Practical View
gcc's Stack Smashing Protector (SSP) was developed by IBM and originally called ProPolice. It is available as a patch for gcc 3.x and has been included by default in gcc since version 4.1. The command line flag -fstack-protector switches SSP on. -fno-stack-protector switches it off. If nothing is specified at the invocation of gcc, whether SSP is switched on or off by default depends on the system and the configuration of gcc. Some systems (like OpenBSD) switch SSP on. Others (like Debian GNU/Linux) switch it off.

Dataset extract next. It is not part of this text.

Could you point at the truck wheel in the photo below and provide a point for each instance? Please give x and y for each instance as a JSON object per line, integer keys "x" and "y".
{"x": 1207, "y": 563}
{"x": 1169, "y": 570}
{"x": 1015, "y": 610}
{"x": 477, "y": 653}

For a practical view, I will use Debian GNU/Linux 6.0.1 with gcc 4.4.5 on a x86_64 system. The test program is vuln.c (Listing One). It suffers from a vulnerability in function vuln(). It uses strcpy() without any previous boundary checks. The buffer buf overflows if more than 20 bytes are provided via parameter str.
#include <string.h>
void vuln(const char *str)
{
char buf[20];
strcpy(buf, str);
}
int main(int argc, char *argv[])
{
vuln(argv[1]);
return 0;
}
Listing One
Depending on the grade of destruction, the program may print a backtrace and perhaps a memory dump. But in all cases, the program detects stack smashing and terminates itself.
Compiler-Added Code
Let's look at the generated assembly code with and without enabled SSP. The following commands generate assembly language code:
gcc -S -o vuln-without-ssp.s -fno-stack-protector vuln.c
gcc -S -o vuln-with-ssp.s -fstack-protector vuln.c
Listings Two and Three show commented versions of the generated assembly code for function vuln().
vuln:
.LFB0:
.cfi_startproc
pushq %rbp ; current base pointer onto stack
.cfi_def_cfa_offset 16
movq %rsp, %rbp ; stack pointer becomes new base pointer
.cfi_offset 6, -16
.cfi_def_cfa_register 6
subq $48, %rsp ; reserve space for
; local variables on stack
; bring arguments from registers onto stack
movq %rdi, -40(%rbp) ; 1st argument from rdi to stack
; prepare parameters for strcpy()
movq -40(%rbp), %rdx ; 1st argument to rdx
leaq -32(%rbp), %rax ; 2nd argument to rax
; call strcpy()
movq %rdx, %rsi ; source address from rdx to rsi
movq %rax, %rdi ; destination address from rax to rdi
call strcpy ; call strcpy()
leave ; clean-up stack
ret ; return
.cfi_endproc
Listing Two
Listing Two shows no surprises. After mandatory preparations, like saving the current content of the base pointer register, the program prepares the stack for local variables. Linux’s typical juggling of arguments given in registers makes the code look a bit more complex. Before calling strcpy(), the source and destination addresses go into rsi and rdi where Linux' strcpy() expects them. When strcpy() terminates, the program cleans up the stack and jumps back to the return address. Listing Two is a typical assembly listing for code generated by a C compiler on Linux.
vuln:
.LFB0:
.cfi_startproc
pushq %rbp ; current base pointer onto stack
.cfi_def_cfa_offset 16
movq %rsp, %rbp ; stack pointer becomes new base pointer
.cfi_offset 6, -16
.cfi_def_cfa_register 6
subq $48, %rsp ; reserve space for
; local variables on stack
; bring arguments from registers onto stack
movq %rdi, -40(%rbp) ; 1st argument from rdi to stack
; SSP's prolog: put canary onto stack
movq %fs:40, %rax ; canary from %fs:40 to rax
movq %rax, -8(%rbp) ; canary from rax onto stack
xorl %eax, %eax ; set rax to zero
; prepare parameters for strcpy()
movq -40(%rbp), %rdx ; 1st argument to rdx
leaq -32(%rbp), %rax ; 2nd argument to rax
; call strcpy()
movq %rdx, %rsi ; source address from rdx to rsi
movq %rax, %rdi ; destination address from rax to rdi
call strcpy ; call strcpy()
; SSP's epilog: check canary
movq -8(%rbp), %rax ; canary from stack to rax
xorq %fs:40, %rax ; original canary XOR rax
je .L3 ; if no overflow -> XOR results in zero
; => jump to label .L3
; if overflow -> XOR results in non-zero
call __stack_chk_fail ; => call __stack_chk_fail()
.L3:
leave ; clean-up stack
ret ; return
.cfi_endproc
Listing Three
Listing Three is similar to Listing Two. The implemented functions are the same, but Listing Three adds SSP to the code. SSP's prolog starts with the first movq statement, adds a canary prototype from address fs:40 into register rax, and from there onto stack. After these steps, register rax is set to zero (by XORing it with itself).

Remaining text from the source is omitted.